At this point I’m not sure what would be needed to improve performance. Some profiling within the tegra-xhci might be needed. The evidence is fairly solid (and normal) that two USB devices are competing for driver time on a single core…the question becomes one of rearranging how the interrupts are triggered so that ethernet and non-ethernet USB devices play more nicely together (and especially to improve ethernet when no other USB devices are around).
It probably isn’t the best workaround, but you could possibly use a PCIe ethernet NIC. Another possibility is using a higher priority on any user space app dependent on ethernet could help (see “man nice” and “man renice”…a nice level of -1 or -2 could perhaps influence underlying ethernet scheduling…see what happens when the performance test program runs at nice -1 or nice -2).
Thanks for the idea, but unfortunately changing the process priority had no effect at all on Ethernet performance.
I can accept that if a USB device is connected, Ethernet speed drops because of interrupts competing for the CPU time, but I think it is a problem if USB takes so much resource away when USB device is not connected at all.
I am planning to take a look at the source code, but dont know where to look around. What do you think, should I look at the tegra-xhci source file maybe? (drivers/usb/hos/xhci-tegra.c)

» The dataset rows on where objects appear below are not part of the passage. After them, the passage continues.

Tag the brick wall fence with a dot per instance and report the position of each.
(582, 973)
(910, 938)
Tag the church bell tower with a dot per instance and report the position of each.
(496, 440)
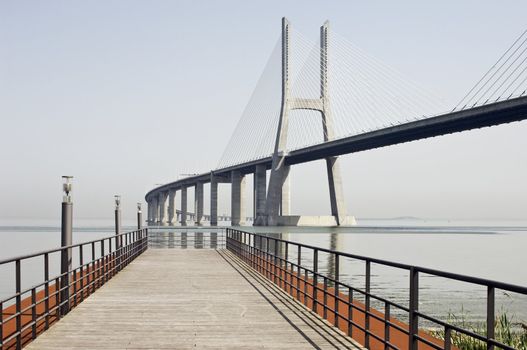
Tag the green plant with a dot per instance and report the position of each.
(507, 332)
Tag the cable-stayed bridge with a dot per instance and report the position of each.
(320, 101)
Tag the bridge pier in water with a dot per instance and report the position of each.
(237, 198)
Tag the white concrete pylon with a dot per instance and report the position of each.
(278, 193)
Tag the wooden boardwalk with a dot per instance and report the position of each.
(182, 299)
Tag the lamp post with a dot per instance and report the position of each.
(118, 239)
(139, 216)
(66, 240)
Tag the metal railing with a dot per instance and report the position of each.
(281, 261)
(187, 239)
(31, 310)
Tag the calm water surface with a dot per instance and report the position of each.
(493, 250)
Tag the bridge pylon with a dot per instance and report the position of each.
(278, 198)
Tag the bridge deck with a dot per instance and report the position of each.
(168, 299)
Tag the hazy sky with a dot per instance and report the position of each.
(127, 94)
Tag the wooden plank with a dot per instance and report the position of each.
(179, 299)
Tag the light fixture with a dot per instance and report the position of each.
(66, 187)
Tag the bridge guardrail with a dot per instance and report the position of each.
(286, 270)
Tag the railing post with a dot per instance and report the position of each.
(81, 277)
(65, 265)
(491, 317)
(315, 279)
(276, 278)
(33, 313)
(336, 288)
(1, 325)
(386, 325)
(287, 275)
(299, 257)
(139, 217)
(102, 266)
(118, 241)
(92, 274)
(414, 304)
(18, 301)
(46, 289)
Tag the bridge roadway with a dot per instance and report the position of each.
(482, 116)
(183, 299)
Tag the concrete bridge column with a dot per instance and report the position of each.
(237, 198)
(260, 190)
(198, 202)
(285, 201)
(213, 200)
(171, 206)
(336, 194)
(149, 211)
(183, 206)
(163, 210)
(155, 207)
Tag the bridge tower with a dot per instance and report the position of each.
(277, 201)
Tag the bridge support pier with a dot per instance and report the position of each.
(198, 202)
(213, 200)
(285, 195)
(149, 211)
(237, 198)
(171, 205)
(183, 206)
(260, 189)
(155, 205)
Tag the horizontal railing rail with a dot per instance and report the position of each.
(31, 310)
(281, 261)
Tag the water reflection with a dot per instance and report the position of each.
(170, 238)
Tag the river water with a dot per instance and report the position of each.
(494, 250)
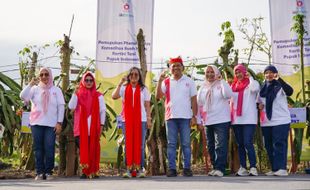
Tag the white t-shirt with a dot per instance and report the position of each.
(249, 109)
(56, 104)
(181, 92)
(144, 96)
(219, 111)
(280, 112)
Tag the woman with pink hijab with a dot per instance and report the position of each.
(244, 117)
(89, 118)
(46, 117)
(213, 105)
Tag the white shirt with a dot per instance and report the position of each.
(280, 111)
(144, 97)
(219, 111)
(249, 109)
(56, 104)
(102, 108)
(181, 92)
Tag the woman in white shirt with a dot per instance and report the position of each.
(89, 118)
(244, 117)
(276, 119)
(136, 117)
(46, 117)
(214, 113)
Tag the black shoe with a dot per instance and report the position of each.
(171, 173)
(187, 172)
(83, 176)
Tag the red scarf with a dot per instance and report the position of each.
(88, 105)
(239, 86)
(132, 112)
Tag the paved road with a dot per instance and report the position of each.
(298, 182)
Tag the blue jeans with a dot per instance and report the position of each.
(44, 148)
(173, 128)
(275, 140)
(244, 136)
(217, 139)
(144, 130)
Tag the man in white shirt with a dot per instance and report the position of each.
(180, 112)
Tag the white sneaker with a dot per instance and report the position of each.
(39, 177)
(218, 173)
(253, 172)
(270, 173)
(281, 173)
(211, 173)
(242, 172)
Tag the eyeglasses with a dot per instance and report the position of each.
(44, 74)
(88, 80)
(134, 74)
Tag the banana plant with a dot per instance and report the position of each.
(9, 104)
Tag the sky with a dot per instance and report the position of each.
(181, 27)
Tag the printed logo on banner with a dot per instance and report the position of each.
(127, 12)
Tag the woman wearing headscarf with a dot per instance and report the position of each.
(275, 119)
(244, 117)
(136, 116)
(46, 117)
(214, 113)
(89, 118)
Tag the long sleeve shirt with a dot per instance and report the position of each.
(56, 104)
(219, 111)
(249, 108)
(102, 112)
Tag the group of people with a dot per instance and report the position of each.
(216, 107)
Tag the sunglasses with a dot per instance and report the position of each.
(44, 74)
(134, 74)
(88, 80)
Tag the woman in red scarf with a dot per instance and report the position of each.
(89, 118)
(136, 117)
(244, 117)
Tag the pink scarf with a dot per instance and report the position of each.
(46, 88)
(239, 86)
(209, 86)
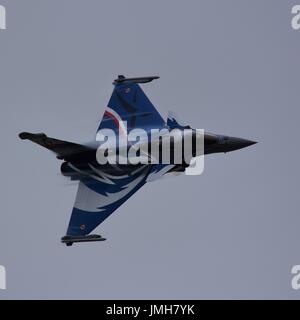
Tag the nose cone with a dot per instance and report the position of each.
(237, 143)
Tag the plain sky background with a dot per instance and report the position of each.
(229, 67)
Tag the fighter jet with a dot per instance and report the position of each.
(103, 188)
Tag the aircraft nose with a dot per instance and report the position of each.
(238, 143)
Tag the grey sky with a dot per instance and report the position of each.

That’s where I’d start. It could be a hotplug layer looking for devices as well. Basically you’d be looking for what triggers the xusb driver when no devices are attached at the USB port, versus what happens when something like a keyboard is attached. The ethernet is going to trigger xusb, but a big clue is to see what happens when a keyboard is connected…and see if it displaces something (I agree, having lots of extra interrupts when nothing is attached should not happen).
Hi,
Because sclk raises when micro usb plugged, it affects the ethernet speed as well.
If you change it to maximum of clock, it should be more stable no matter connecting usb or not.